4. Errors and Omissions and Other Insurance Considerations
Errors and omissions insurance (E&O), or professional liability insurance, is another of these regular occurring issues for travel advisors and agency owners to be aware of. Mistakes happen, and this kind of insurance helps protect advisors against those mistakes when they do inevitably occur.
Advisors part of a host might already have E&O insurance as part of that relationship, but it is important to ask about that, Ment said. And each provider covers different things in their E&O offerings, so it’s also important if advisors are getting the insurance on their own, to read the full policy.
Ultimately, the general definition is that E&O Insurance “covers the professional liability when you are in the performance of travel agency operations,” which includes
More importantly than that, according to Ment, is what it doesn’t necessarily cover, namely:
- Breach of contract.
- Allegations of fraud, consumer protections, unfair trade, or unfair competition.
- Intentional things, such as property damage, fraud, or dishonesty.
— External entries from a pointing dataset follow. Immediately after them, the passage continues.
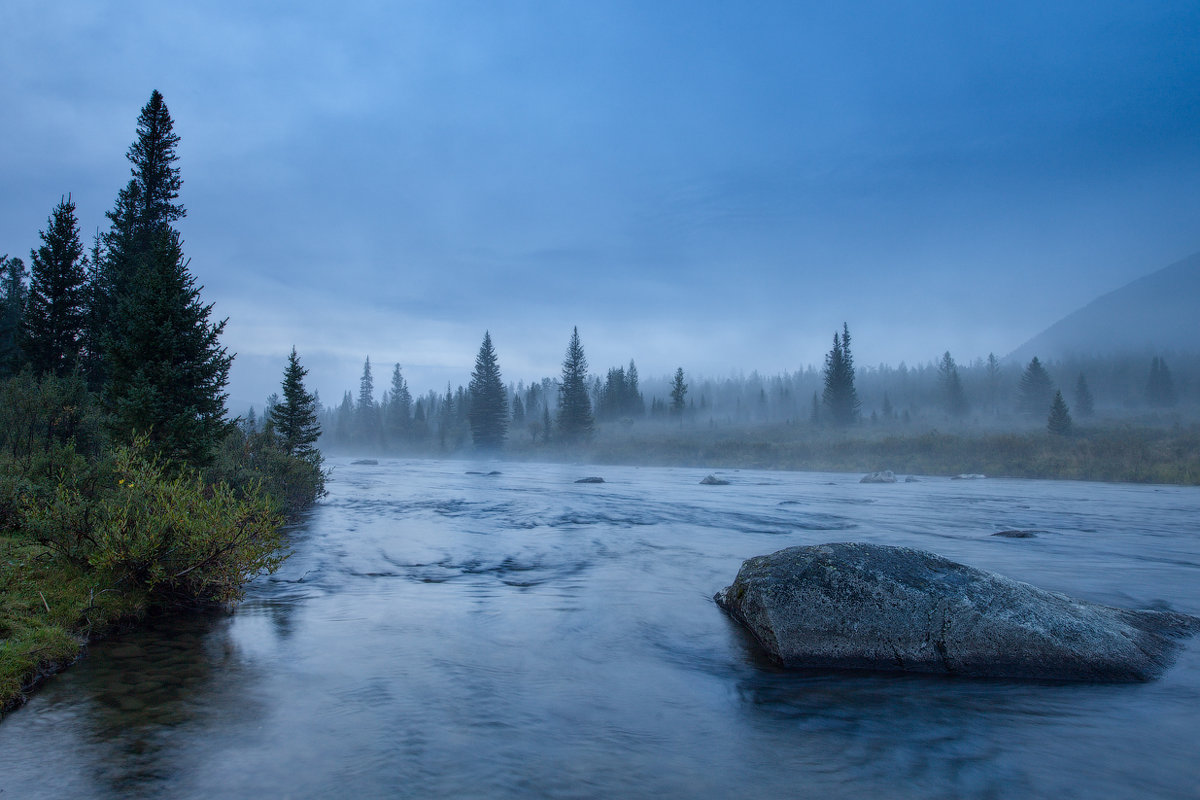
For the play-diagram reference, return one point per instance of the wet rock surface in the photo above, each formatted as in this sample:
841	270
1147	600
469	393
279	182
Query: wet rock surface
877	607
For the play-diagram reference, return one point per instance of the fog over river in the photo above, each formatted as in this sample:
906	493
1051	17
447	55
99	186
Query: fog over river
439	631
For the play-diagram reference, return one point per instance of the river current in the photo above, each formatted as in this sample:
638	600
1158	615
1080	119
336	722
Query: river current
443	631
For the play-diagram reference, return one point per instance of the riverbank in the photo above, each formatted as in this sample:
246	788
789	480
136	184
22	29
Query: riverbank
48	612
1132	455
1113	452
111	541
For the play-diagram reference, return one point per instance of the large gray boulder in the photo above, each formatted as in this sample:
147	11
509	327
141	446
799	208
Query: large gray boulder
894	608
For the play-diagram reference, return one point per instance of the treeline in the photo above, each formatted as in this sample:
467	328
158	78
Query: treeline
987	394
124	483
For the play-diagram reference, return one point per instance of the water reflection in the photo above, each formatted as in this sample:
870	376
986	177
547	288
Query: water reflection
448	635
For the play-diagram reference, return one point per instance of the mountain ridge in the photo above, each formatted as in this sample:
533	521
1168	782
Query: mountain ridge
1156	313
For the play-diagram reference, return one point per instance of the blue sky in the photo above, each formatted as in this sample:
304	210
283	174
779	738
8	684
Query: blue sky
708	185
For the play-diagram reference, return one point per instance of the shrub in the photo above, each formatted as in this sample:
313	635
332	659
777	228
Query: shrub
166	534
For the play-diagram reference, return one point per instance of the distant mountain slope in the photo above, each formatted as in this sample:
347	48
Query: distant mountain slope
1158	313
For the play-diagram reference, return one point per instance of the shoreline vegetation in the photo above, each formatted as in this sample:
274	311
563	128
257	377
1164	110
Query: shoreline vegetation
1121	453
125	486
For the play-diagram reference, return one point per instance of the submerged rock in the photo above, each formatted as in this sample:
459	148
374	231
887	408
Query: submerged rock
863	606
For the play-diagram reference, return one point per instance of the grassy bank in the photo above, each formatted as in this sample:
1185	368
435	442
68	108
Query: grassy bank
48	611
94	534
1116	453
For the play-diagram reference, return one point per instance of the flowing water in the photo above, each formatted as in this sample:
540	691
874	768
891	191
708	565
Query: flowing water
441	631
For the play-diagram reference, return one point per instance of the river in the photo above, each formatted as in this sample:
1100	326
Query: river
441	631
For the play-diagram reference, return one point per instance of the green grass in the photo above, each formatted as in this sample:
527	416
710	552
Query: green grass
1115	453
48	611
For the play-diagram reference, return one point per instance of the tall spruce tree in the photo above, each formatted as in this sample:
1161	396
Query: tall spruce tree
840	397
1036	390
1059	421
489	414
574	403
399	413
12	307
55	312
954	397
163	371
993	382
678	394
295	414
167	370
366	410
144	209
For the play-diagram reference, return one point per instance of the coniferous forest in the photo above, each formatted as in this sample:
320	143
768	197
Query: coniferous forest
125	485
1116	417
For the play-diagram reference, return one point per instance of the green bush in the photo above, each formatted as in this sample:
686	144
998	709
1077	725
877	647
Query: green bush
257	459
166	534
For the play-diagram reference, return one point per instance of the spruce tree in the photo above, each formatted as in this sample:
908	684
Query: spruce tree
954	398
144	210
167	370
635	405
1085	404
993	382
163	370
1036	391
12	307
295	414
1059	422
840	397
574	403
53	325
399	411
678	392
489	415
- Pricing or dispute with fees.
- Violation of non-compete clauses with ICs.
- Refund arguments.
It’s not just E&O insurance that advisors should be aware of. There’s General Liability insurance, which covers some general risks for business owners. That insurance is important for advisors who run a brick-and-mortar, but “is not important” as others if you don’t, Ment said.
There is also cyber liability insurance, which protects those who transact business over the internet. It helps protect against the risk of safeguarding protected information like credit card numbers or emails.
5. Business Trademarks
The advent of the internet over the past few decades has created another concern for advisors—trademark considerations. Advisors and agency owners, who are now seemingly competing against all other agencies worldwide, should consider it, Ment said.
“The new world is if you are advertising, marketing, building a brand, selling your brand, it is important to at least have the conversation,” Ment said.
Trademarking is an incredibly specialized area of the law, which increases the need for advisors and agency owners to talk to outside counsel should they want to go through the process.
“It is important because it kind of identifies who you are. It can keep other people from becoming someone that looks like you,” he said.
The considerations that advisors should make before undertaking the process include:
- What’s my business name?
- Is it important to me?
- Am I getting business from it?
- Am I marketing it?
“If you’re doing it and it’s helping you establish yourself, it might be something to consider,” he said. “I have a lot of agency clients of mine in the Disney space, and it’s very competitive. So some of them try to trademark these different pieces of their business because they think it will help set them apart.”
“It is a good idea. You should consider it,” he added.